On prévoyait les premières réunions le plus tôt, jeudi 7 avril 2016, et donc les premières audiences, d’abord relatives aux contestations des élections pour le vendredi et la proclamation pour le samedi 9 avril 2016.

Ce matin (lundi 04 avril 2016) à 10h, nous pensions que c’était pour une communication, à notre stupéfaction, dès que nous rentrions dans la salle, ce sont des chars et des véhicules militaires qui sont arrivés avec des consignes de proclamer les résultats aujourd’hui même.

Aucun membre de la cour constitutionnelle n’a même pas eu le temps d’examiner ne fut-ce que le moindre procès-verbal ou la feuille de pointage.
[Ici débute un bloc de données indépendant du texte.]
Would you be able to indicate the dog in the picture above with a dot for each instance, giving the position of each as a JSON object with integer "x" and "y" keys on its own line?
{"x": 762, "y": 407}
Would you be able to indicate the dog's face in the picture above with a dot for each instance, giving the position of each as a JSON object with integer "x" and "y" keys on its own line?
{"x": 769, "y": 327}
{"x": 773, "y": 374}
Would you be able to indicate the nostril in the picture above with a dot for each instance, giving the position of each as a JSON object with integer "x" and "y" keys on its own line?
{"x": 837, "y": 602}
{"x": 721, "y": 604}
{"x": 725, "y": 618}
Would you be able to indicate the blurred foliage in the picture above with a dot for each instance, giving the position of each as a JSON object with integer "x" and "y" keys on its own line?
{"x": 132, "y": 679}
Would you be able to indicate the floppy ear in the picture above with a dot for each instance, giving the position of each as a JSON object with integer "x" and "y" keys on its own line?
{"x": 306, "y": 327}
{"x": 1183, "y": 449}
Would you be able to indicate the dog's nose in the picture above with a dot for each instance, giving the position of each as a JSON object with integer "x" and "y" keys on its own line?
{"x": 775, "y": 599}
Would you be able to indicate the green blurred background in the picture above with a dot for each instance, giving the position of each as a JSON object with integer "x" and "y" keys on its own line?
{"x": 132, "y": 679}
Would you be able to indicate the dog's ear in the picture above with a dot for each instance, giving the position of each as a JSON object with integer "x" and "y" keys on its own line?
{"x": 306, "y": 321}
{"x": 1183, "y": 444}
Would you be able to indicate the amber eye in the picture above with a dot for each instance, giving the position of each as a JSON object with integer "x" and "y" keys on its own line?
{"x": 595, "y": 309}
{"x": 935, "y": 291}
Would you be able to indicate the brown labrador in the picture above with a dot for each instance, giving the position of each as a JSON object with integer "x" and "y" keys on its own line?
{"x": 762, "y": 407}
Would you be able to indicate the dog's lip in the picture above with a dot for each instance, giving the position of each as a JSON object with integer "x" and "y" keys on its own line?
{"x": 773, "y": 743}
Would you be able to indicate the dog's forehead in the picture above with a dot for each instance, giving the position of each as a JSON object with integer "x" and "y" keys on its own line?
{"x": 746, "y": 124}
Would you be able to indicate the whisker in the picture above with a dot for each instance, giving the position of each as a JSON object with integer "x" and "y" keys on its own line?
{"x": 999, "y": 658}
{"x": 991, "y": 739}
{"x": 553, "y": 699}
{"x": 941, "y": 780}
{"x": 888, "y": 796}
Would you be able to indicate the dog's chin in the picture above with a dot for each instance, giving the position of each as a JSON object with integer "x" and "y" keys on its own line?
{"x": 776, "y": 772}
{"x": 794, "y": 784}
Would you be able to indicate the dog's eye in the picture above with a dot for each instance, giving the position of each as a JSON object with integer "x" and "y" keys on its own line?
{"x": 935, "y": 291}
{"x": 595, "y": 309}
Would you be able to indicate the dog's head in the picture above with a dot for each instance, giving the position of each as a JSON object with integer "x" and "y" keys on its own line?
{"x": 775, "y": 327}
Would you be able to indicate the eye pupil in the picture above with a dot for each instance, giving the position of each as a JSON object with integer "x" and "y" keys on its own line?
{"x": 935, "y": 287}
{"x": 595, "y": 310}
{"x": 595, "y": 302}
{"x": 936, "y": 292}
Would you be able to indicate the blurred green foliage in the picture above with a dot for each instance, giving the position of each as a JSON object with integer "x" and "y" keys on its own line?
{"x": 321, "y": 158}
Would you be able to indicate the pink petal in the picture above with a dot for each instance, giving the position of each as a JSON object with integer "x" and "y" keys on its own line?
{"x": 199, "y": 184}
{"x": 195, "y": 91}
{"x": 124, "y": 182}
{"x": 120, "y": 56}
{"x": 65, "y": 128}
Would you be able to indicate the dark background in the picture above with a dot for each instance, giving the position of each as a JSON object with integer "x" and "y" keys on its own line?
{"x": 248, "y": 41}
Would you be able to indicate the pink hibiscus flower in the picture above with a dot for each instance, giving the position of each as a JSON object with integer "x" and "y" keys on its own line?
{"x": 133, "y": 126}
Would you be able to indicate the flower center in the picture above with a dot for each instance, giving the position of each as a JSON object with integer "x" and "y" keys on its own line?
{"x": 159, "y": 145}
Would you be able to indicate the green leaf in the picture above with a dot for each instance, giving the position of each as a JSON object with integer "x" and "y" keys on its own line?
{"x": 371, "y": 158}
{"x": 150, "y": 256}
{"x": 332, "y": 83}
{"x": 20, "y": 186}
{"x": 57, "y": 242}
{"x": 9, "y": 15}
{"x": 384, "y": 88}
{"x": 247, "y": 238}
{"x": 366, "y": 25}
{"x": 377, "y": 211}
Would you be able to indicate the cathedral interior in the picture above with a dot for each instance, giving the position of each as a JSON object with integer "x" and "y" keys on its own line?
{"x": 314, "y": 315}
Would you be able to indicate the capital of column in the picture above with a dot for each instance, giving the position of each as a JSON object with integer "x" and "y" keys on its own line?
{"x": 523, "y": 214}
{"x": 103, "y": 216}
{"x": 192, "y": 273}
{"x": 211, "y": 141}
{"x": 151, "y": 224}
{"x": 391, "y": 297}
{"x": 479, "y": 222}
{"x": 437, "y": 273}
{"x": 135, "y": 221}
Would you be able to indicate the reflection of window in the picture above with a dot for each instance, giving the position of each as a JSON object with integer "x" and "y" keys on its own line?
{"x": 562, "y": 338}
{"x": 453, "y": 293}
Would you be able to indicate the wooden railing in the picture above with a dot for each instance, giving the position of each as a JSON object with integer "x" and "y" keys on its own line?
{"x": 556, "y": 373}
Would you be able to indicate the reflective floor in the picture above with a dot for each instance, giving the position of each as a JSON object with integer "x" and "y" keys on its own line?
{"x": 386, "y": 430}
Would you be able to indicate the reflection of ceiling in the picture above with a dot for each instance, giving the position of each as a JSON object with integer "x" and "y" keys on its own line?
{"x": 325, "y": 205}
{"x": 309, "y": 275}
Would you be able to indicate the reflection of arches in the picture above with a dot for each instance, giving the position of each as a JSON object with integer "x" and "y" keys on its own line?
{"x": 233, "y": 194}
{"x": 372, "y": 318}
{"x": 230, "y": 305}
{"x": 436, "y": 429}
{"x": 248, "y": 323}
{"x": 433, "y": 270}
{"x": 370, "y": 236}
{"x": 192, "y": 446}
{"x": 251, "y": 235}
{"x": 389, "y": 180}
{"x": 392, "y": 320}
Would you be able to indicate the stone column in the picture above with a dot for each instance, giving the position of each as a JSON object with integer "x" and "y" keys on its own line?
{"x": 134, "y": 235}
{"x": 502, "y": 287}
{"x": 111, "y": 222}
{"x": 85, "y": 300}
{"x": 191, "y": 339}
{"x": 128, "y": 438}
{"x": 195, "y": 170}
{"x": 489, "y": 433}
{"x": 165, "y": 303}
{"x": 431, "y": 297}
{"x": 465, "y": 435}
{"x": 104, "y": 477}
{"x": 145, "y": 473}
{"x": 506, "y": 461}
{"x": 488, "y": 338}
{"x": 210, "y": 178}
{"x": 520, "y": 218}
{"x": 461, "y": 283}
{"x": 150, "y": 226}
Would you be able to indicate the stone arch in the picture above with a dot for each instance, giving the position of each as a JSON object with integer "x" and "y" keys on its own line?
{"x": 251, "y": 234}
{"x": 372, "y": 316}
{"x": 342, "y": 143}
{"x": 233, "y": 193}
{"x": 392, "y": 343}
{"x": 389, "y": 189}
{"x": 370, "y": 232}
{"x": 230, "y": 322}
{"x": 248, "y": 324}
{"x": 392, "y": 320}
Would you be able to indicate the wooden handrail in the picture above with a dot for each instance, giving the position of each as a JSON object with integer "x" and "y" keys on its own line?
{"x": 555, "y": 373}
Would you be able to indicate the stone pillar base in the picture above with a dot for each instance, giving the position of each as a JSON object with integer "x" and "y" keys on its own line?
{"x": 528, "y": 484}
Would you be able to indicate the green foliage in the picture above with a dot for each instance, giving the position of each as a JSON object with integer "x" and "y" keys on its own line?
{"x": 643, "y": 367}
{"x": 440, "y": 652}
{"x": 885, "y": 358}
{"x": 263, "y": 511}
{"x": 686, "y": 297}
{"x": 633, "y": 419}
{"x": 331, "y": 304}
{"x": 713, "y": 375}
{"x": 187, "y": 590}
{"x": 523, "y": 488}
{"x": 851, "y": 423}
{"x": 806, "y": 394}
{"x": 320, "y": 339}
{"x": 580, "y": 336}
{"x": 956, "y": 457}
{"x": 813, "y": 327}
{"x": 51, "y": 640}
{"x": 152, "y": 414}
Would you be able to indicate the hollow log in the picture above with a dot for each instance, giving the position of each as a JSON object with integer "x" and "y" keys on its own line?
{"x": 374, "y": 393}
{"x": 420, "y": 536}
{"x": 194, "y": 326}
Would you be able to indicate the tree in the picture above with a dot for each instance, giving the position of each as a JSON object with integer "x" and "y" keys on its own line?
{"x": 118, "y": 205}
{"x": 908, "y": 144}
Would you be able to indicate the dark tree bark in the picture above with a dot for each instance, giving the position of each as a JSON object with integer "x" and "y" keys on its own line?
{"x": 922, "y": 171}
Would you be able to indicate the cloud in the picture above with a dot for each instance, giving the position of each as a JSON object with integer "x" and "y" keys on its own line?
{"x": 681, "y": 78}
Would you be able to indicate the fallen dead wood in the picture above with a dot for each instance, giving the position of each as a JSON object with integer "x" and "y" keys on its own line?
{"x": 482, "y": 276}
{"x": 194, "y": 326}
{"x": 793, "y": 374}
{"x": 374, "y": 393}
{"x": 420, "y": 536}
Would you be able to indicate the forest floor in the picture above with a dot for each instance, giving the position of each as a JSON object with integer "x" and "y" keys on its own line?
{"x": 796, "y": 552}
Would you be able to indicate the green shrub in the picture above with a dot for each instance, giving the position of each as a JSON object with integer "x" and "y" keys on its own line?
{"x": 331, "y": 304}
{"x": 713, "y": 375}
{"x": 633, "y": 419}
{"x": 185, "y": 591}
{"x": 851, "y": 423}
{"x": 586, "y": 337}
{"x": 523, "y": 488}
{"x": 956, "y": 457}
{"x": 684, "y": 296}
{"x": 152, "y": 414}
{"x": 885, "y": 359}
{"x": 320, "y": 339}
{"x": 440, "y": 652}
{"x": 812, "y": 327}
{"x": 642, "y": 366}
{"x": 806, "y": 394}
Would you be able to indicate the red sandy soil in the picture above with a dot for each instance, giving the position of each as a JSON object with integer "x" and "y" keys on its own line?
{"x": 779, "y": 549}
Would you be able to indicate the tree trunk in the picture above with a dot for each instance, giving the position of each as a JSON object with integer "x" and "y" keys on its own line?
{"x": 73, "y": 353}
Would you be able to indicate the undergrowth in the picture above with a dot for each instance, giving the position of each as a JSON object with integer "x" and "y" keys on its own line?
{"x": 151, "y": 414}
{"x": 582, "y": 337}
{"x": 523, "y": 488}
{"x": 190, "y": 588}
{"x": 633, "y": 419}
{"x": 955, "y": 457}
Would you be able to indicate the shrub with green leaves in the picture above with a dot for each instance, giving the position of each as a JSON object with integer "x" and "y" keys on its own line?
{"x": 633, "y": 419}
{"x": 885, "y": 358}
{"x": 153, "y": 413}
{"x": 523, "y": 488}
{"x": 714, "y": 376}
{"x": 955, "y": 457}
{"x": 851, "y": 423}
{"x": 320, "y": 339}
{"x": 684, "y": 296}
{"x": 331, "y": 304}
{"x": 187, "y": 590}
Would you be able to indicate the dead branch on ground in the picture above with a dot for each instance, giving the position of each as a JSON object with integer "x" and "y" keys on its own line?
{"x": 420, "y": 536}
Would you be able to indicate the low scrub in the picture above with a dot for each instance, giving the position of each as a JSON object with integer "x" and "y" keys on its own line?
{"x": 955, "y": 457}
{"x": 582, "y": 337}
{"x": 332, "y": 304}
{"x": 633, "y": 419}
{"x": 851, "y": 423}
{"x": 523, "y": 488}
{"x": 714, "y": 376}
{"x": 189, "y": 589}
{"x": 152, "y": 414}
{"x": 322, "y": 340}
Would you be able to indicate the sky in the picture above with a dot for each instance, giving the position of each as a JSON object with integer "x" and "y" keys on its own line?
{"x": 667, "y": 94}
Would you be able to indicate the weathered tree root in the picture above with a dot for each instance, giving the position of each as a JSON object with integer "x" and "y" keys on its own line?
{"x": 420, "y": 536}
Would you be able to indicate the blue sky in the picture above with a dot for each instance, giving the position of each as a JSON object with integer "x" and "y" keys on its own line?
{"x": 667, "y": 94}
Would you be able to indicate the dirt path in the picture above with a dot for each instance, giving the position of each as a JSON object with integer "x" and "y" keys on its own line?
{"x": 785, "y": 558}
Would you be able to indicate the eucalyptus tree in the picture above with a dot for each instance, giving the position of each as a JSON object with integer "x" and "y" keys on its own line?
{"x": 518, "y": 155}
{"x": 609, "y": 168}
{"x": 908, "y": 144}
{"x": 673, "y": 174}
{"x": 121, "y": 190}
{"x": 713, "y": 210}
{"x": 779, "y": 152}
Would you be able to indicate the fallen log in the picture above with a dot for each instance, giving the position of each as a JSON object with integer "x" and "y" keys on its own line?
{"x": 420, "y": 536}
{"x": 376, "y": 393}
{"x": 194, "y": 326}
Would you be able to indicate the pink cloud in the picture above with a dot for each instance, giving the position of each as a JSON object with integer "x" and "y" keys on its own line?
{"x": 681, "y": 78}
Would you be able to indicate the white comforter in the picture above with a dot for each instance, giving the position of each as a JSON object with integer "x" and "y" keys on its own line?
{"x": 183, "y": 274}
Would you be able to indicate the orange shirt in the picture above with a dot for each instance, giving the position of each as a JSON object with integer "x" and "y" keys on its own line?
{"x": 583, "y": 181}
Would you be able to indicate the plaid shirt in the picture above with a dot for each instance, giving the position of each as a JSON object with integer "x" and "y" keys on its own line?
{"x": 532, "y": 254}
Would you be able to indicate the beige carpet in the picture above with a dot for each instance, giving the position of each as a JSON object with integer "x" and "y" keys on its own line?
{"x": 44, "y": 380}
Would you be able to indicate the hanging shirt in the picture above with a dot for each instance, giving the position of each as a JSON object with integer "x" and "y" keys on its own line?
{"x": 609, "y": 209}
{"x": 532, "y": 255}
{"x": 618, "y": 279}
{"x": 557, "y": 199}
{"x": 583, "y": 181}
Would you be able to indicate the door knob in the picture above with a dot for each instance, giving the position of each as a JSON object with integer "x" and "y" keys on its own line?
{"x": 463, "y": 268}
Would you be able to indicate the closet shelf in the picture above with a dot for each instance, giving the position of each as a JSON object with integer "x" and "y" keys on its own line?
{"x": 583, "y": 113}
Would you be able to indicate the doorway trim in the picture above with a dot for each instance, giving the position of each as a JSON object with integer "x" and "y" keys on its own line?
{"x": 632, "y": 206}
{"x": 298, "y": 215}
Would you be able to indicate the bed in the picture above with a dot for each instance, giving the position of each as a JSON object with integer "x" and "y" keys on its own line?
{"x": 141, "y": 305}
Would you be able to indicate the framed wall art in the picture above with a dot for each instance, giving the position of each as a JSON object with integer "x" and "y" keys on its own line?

On ne pouvait pas sortir, ils nous ont apporté des croissants et des rafraîchissants. Malgré nos explications sur le fait que séance tenante qu’on ne pouvait rien faire. On nous a répondu qu’on pouvait faire du copier-coller de la décision de l’élection présidentielle de 2009. Pour la suite, déclarer la requête de Kolelas irrecevable, sans le moindre état d’âme. On s’est exécuté.

Il n’y a pas eu débat, nous étions traumatisés et en état de choc. Tout cela se passe pendant que les Ninja étaient à 200 mètres de la cour. On les a suppliés de nous laisser partir à 17 heures pour revenir le lendemain. Ils ont refusé.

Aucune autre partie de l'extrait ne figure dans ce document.